İsrail’in geçmişte Türkiye ile yakın ilişkiler geliştirdiği dönemlerde dahi samimi olmadığı, bilakis Türkiye’yi içerden yıkmaya yönelik muhtelif hazırlıklar içerisinde olduğu bugün daha iyi anlaşılmaktadır. Türkiye’nin Filistin politikasıyla doğru orantılı olarak zaman içerisinde İsrail’e mesafe koyması, İsrail’in bu hazırlıklarını harekete geçirmesi için bahane oluşturmuştur.

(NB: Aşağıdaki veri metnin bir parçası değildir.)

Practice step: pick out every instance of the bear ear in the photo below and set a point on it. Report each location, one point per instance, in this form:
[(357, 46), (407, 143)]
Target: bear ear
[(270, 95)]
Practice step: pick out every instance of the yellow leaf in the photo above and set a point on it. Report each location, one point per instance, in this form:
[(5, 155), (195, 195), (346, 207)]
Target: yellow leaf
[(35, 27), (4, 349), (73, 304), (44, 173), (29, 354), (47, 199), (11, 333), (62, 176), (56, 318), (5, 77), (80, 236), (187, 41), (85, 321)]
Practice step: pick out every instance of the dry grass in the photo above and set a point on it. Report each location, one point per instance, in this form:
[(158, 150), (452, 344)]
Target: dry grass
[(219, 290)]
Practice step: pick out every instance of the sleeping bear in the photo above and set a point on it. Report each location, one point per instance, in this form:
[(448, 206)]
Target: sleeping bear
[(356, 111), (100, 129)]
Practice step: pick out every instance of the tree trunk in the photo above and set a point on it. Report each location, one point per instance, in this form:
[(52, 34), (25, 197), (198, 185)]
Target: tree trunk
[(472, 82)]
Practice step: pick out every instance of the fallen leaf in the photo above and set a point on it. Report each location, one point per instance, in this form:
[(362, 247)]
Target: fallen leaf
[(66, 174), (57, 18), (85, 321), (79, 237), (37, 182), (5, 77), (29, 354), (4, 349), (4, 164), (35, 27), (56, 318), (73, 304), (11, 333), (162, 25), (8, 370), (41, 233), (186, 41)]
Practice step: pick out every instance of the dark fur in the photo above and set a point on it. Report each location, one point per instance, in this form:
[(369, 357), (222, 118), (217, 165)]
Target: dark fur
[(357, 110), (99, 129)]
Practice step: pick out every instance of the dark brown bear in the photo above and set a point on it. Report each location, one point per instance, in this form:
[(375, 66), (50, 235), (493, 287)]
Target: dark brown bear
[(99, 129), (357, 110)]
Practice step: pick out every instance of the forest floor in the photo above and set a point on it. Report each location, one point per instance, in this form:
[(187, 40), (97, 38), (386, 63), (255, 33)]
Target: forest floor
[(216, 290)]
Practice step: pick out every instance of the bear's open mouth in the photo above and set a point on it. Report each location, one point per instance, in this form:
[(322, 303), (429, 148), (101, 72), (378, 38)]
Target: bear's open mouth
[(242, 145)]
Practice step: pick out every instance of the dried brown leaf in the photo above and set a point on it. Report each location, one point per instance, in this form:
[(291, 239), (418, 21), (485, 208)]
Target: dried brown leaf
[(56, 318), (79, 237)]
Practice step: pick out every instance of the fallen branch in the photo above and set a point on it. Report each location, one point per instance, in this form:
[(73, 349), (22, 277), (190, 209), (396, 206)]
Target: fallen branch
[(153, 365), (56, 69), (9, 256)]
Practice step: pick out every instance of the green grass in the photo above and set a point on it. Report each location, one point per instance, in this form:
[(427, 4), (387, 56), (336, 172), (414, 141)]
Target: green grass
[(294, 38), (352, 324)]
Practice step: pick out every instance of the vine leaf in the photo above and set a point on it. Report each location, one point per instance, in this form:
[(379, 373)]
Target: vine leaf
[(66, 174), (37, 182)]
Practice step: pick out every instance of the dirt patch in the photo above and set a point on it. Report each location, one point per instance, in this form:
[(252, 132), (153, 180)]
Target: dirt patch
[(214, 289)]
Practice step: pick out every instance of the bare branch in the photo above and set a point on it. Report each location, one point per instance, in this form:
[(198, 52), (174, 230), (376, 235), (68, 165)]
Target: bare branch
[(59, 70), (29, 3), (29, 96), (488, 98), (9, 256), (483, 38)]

Bunun için de Türkiye’nin asli unsurları olan Kürt vatandaşlarının, yeri geldiğinde gerçekleşmeyecek vaatlerle aidiyetlerini yıkmaya, yeri geldiğinde de ABD ve Batı üzerinden kışkırtarak Türkiye’ye karşı ayaklanmalarını mümkün kılmaya çalışmaktadır. Bu sayede Irak ve Suriye’nin kuzeyindeki Kürt aşiretler ile terör örgütü uzantılarını, Türkiye’deki Kürtlerle bir araya getirip sözde Kürdistan’ı kurma peşindedir.
Bize düşen ise aramızdaki dini, etnik ve mezhebi farklılıkları bir yana bırakarak, bin yıldır vatan bellediğimiz bu topraklara sahip çıkmaktır. Aksi takdirde İsrail, Türkiye’nin aşil topuğu olarak gördüğü Kürt kartını kanırtmaktan vazgeçmeyecektir.